This notebook an entire ranking workflow (no training). Includes:

1. Linkedin scraping via proxycurl
2. Encoding data into ordinals (sufficient for naive matrix) and a $1\times26$ feature vector (one hot by ordinal)
3. Computing a simple score and prioritizing based on the score (from original matrix)

In [1]:

import numpy as np
import json
import sys

sys.path.append("..")

from src.config.config import cfg

from src.clients.perplexity_client import PerplexityClient
from src.clients.proxycurl_client import ProxycurlClient
from src.data.profile_transforms import ProfileTransforms
from src.utils.model_utils import initialize_weight_matrix, score_feature_matrix
from src.core.ranking import search_founders


np.set_printoptions(precision=2, suppress=True, linewidth=120)

### Linkedin Search

In [None]:
px = ProxycurlClient()

SEARCH = False
N = 1


In [2]:
if SEARCH:
    data = search_founders(px=px, limit=N)
else:
    with open("../data/proxycurl/proxy_sample.json", "r") as json_file:
        data = json.load(json_file)

In [None]:
data

### Scoring Configuration

Consider [this](https://docs.google.com/document/d/1D7Zjma2FrrnSuoQTMsI0ec_5ENTzjN6wIpKoI4O1ASE/edit?tab=t.0) evaluation matrix. 

We could consider learning the tiers, but hardcoding it seems fine since we don't have enough data.

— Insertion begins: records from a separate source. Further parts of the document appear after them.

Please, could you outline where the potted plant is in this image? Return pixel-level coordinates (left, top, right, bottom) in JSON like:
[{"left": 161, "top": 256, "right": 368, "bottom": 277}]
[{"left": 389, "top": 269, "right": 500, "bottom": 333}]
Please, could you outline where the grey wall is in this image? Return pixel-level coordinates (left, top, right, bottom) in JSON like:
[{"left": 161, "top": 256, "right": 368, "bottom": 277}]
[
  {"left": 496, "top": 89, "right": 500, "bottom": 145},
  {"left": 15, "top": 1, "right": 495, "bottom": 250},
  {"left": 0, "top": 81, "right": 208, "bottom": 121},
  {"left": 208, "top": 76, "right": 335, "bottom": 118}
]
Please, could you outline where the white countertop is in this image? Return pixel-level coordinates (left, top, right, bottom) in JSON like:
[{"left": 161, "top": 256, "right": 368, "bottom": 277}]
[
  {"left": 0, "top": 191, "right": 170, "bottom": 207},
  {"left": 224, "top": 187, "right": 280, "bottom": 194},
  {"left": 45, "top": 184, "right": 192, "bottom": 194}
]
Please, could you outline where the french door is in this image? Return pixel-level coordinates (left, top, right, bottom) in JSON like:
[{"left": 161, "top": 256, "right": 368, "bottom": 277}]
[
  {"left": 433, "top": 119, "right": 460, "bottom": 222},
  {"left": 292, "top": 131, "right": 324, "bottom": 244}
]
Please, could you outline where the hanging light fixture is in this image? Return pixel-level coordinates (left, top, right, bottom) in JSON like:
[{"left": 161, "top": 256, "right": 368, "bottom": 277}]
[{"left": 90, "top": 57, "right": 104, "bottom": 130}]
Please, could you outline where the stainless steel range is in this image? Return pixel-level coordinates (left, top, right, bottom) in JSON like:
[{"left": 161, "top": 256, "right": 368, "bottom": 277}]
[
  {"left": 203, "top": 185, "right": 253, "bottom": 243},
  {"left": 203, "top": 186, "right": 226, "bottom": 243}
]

Here's the current matrix scoring schema:

| Category  | Encoding | Example                             | Dimension |
|-----------|----------|-------------------------------------|-----------|
| Undergrad | One hot  | [Tier 3, Tier 2, Tier 1 (other)]| 3  |
| Graduate | One hot | [Tier 3, Tier 2, Tier 1 (other), Fallback/None] | 4|
| Previous Exit | One hot | [100m+, 25m-100m, 1-25m, Fallback/None] | 4 |
| Previous Founder | One hot | [yes - success, yes, no] | 3 |
| Prior Startup Exp | One hot | [early + success, early, no] | 3|
| Company as Employee Quality | One hot | [Tier 3, Tier 2, Tier 1 (other)] | 3|
| Seniority | One hot | [Tier 3, Tier 2, Tier 1 (other)]| 3|
| Expertise | One hot | [Tier 3, Tier 2, Tier 1 (other)]|3|
||||26|


In [None]:
pc = PerplexityClient()
T = ProfileTransforms(data)

df = T.process_profiles(profiles=data, perplexity_client=pc)

### Ranking 

W : 26x26 

feature_matrix : N x 26

Compute scores as: $\mathrm{score_i} = x_i^T(\frac{(W+W^T)}{2}+\Epsilon)x_i$ for each row $x_i$

Weight matrix initialization: 
- Diagonal elements are individual contribution of each feature
- Off diagonal elements are pairwise interactions between different features. $w_{ij} >0 \Rightarrow$ having $i,j$ active together increases score more than individual contributions alone.

In [6]:
feature_matrix = T.get_feature_matrix()
   
K = feature_matrix.shape[1]

W = initialize_weight_matrix(K, cfg.MATRIX, seed=42, eps=0)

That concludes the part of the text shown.